Earlier this week, the Senate Environment & Public Works Committee held a hearing entitled “Update on the Latest Climate Change Science and Adaptation Measures.” Testimony by Dr. John Christy of the University of Alabama Huntsville is too valuable not to share with the millions (okay, hundreds) of folks who visit this site.

Christy is a data maven. He spends “tedious” weeks and months examining surface observations as well as weather balloon and satellite measurements to build “datasets from scratch to advance our understanding of what the climate is doing and why.” He uses the datasets “to test hypotheses of climate variability and change.” Yes, it’s called the scientific method, but much of what passes for climate science today is, in Christy’s words, ”opinion, arguments from authority, dramatic press releases, and fuzzy notions of consensus generated by a preselected group.”

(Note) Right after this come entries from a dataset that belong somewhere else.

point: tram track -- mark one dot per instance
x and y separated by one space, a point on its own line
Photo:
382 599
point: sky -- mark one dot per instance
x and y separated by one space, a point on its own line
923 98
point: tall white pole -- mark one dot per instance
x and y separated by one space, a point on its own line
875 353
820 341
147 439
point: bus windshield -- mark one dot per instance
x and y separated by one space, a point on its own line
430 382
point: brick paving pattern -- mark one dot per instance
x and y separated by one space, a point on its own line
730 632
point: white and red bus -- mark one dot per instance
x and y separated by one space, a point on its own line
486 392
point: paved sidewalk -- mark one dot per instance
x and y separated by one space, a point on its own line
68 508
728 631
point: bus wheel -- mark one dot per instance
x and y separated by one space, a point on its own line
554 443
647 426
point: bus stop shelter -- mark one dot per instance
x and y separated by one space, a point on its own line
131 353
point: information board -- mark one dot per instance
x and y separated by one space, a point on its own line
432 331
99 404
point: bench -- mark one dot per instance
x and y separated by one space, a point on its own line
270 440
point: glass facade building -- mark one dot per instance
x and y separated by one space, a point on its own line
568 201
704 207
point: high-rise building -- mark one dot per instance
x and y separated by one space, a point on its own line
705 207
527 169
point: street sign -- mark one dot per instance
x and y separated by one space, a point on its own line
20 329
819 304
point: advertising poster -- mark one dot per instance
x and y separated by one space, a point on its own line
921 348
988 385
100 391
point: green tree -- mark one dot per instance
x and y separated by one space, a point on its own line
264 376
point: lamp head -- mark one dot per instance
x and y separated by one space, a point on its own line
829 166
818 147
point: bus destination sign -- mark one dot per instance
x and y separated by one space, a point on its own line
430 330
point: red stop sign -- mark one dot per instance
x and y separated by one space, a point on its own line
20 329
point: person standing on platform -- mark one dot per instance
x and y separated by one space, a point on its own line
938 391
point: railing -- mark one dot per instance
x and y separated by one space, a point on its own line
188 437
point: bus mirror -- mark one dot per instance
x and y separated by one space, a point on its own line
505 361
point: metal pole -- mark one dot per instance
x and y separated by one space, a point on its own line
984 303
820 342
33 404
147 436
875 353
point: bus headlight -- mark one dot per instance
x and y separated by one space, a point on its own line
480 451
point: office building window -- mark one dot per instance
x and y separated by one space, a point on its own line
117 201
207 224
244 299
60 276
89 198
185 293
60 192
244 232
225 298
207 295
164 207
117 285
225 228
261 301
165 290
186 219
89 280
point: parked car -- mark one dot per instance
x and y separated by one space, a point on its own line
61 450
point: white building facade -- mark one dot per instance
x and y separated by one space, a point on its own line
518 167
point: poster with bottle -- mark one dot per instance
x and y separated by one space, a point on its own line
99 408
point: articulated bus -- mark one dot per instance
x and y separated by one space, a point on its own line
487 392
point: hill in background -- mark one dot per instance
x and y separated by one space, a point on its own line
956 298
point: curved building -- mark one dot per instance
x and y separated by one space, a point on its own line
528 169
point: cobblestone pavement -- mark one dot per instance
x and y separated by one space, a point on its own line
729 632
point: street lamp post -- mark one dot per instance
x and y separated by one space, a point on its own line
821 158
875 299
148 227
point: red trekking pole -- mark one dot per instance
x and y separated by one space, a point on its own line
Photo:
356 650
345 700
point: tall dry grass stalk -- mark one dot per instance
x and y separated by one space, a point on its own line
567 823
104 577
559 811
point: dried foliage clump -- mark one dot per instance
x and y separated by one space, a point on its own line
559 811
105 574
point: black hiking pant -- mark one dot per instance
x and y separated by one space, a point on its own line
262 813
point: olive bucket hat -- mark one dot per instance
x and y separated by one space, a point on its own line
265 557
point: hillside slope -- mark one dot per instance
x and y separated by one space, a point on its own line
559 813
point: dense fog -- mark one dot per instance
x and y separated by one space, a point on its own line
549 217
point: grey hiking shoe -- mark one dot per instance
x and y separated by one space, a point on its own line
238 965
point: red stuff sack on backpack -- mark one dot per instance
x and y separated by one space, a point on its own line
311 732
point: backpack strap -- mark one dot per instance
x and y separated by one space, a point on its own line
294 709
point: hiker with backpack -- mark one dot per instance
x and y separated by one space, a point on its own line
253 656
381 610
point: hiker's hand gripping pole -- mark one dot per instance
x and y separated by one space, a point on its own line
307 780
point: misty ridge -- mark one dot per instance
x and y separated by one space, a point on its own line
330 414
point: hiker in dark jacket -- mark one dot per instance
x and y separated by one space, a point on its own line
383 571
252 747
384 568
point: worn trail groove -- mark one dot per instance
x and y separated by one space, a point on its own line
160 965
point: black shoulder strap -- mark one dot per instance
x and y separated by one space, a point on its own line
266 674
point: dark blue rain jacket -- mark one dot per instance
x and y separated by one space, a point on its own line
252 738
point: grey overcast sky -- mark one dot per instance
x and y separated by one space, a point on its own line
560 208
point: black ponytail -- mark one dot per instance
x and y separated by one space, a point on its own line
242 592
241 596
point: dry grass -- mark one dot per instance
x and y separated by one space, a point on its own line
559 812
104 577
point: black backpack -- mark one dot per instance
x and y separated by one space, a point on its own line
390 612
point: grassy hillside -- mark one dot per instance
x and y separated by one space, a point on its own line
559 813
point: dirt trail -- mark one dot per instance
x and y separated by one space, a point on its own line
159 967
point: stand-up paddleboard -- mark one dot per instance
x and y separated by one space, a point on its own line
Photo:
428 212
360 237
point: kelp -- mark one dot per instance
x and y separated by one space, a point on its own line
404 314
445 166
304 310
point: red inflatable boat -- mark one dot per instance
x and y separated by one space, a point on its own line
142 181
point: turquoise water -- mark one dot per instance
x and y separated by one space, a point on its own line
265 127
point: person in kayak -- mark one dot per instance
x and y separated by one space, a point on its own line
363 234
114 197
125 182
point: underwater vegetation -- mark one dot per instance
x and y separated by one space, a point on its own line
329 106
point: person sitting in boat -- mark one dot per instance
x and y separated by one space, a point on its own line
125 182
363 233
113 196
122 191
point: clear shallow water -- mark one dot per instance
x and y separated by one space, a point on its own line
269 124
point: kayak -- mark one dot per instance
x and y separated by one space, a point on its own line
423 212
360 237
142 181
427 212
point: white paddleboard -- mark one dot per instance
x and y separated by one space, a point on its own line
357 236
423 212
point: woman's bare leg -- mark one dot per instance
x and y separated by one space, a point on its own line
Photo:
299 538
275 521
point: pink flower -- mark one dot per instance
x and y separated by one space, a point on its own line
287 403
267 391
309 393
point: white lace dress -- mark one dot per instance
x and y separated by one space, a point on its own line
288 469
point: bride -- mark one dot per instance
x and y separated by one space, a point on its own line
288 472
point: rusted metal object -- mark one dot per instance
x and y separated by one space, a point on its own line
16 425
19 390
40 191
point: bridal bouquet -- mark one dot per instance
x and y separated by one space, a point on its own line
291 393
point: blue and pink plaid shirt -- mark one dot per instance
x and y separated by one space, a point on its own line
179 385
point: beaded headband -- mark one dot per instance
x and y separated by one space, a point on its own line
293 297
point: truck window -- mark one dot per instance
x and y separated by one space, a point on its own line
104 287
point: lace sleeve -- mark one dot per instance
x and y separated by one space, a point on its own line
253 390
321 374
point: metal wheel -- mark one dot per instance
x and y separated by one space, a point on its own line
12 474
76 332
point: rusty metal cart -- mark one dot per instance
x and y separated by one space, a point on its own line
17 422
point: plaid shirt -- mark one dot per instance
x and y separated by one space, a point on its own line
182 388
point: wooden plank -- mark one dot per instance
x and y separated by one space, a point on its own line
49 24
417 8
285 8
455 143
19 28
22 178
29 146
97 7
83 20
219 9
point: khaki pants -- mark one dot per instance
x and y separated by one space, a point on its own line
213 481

Increasingly, we hear experts blame global warming for bad weather. Most acknowledge that no single weather event can be attributed to global climate change. However, they contend, the pattern of recent events – the sheer number and severity of heat waves, wild fires, droughts, freak storms — is exactly what climate scientists have predicted and must be due to mankind’s fuelish ways. Such assertions, Christy shows, are not based on real data.

One way to measure trends in extreme weather is to compare the number of state record high and low temperatures by decade. Many more state high temperature records were set in the 1930s than in recent decades. Even more surprising, “since 1960, there have been more all-time cold records set than hot records in each decade.”